すると、彼女が思う間も無く、店の入り口の暖簾を彼の手で除けて舅の顔が現れた。
「お前達来てたのかい。」
と、彼は長男の嫁や、その孫の長女の顔を認め、彼女達に自身の親しみの笑顔を向け優しい声で語りかけた。
あら、お義父さん、この度はまぁとんだ事になって、と、驚いた素振りで立ち上がった嫁の彼女は、店にやって来た舅にお悔やみの言葉を始めた。すると、いやいやと、彼は自分の手を横に振って彼女の言葉を遮った。
「未だだよ、あれは大丈夫の様だよ。お悔やみには未だ早いよ。」
彼は長男の嫁に細々と言った。
え、それは一体如何言う事でしょうか?。と、怪訝そうに彼女が舅に問い掛けると、彼は、
「あれはあれで案外としぶとい子の様だ。この世に縁がある様でね。」
大丈夫、大丈夫と嫁に繰り返した。彼は明るい笑顔になるとにこにことして普通の口調に戻った。否、普段より明朗な声音になった。嫁は舅の快活な言葉を受け、彼の言葉に余計な言葉を挟まず、それは良かったです事とのみ言うと、彼女もホッと安堵の笑みを浮かべて舅を見返した。
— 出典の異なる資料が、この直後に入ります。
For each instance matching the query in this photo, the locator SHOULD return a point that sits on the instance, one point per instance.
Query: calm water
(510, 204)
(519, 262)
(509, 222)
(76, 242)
幼い子が不幸にあうなんて、そんな理不尽な事が無くて四郎さんも幸福、良かったですね。お義父さんも安心されたでしょう。きっとご心痛な事だったでしょうに、お義父さんもご苦労されて、さぞや気疲れされた事でしょう。等々、彼女は舅に店内の椅子を勧め、その苦労を労った。